It's 'melting': A window on Pentagon construction spending in Afghanistan(Read article summary)
Building a replica of an Afghan village, with Afghan construction workers and Afghan materials, proved too tough a task.
The Pentagon and State Department's vast spending programs in Afghanistan have come in for a lot of flack over the years. Perhaps one of the greatest mistakes was the tens of billions of dollars sunk into trying to build a US-style military for a country that will eventually have to support it on an Afghanistan-sized budget.
There's a long list of shoddy efforts. A $60 million improvement program at a hydroelectric power plant that reduced the power supply. A $70 million garrison built for Afghan troops that began to collapse soon after completion, with the Afghan soldiers forced to live in tents. Or $7 billion spent on opium eradication only to see opium production soar to record heights.
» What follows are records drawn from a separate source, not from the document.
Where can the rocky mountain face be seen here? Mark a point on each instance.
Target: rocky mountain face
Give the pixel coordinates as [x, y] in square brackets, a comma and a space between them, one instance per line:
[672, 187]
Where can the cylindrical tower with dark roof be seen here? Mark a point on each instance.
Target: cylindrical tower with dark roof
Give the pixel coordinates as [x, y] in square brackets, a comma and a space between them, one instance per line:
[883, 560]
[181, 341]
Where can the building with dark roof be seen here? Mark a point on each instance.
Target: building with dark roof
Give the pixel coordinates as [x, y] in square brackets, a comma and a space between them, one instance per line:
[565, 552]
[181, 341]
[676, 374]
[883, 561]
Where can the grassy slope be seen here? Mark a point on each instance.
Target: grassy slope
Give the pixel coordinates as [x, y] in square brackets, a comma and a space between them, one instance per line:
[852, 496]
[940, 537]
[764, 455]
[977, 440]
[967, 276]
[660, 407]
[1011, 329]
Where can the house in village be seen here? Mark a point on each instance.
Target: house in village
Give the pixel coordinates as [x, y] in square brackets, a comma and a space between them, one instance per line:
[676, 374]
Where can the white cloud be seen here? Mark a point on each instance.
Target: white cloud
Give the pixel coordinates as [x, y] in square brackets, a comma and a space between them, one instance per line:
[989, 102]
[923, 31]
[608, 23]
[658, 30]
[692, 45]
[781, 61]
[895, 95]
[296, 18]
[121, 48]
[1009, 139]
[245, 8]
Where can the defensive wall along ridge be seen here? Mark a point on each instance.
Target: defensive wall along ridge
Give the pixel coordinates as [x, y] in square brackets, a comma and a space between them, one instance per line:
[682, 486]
Often, critics have focused on American failures to take into account local capabilities, culture, and potential sustainability when building such large-ticket items. Like a $300 million power plant designed to run on fuel Afghanistan can't afford, and which requires complicated maintenance Afghans can't yet provide.
"Make it Afghan, for Afghans," is often the advice from old development hands.
But that hasn't happened much, according to a report released yesterday by the Special Inspector General for Afghan Reconstruction (SIGAR).
The Pentagon hired a local construction firm with a simple task: Create a replica "typical Afghan village" with local building materials and local laborers. The cost? A relative bargain at $500,000. The facility, in Wardak, is next to the National Police Training Center and was designed to be used as a "dry fire" (no live bullets) training range for Afghan Special Police to hone skills in searching villages for weapons, criminals, and insurgents.
Within four months of completion in October 2012, however, the facility was "melting," in the words of SIGAR. The audit found that a lack of oversight and a corrupt local contractor meant the use of shoddy materials and workmanship throughout, leading to the creation of a facility that was too hazardous to the lives of the Afghan police for use within six months of completion. Two years later, roofs had collapsed, walls had crumbled, and water was seeping into almost all the foundations.
The local knowledge needed to oversee the building of a series of simple Afghan homes was beyond the Pentagon. The Afghan government demolished the site and has started over with its own money (though its budget is largely financed by the US and other donors).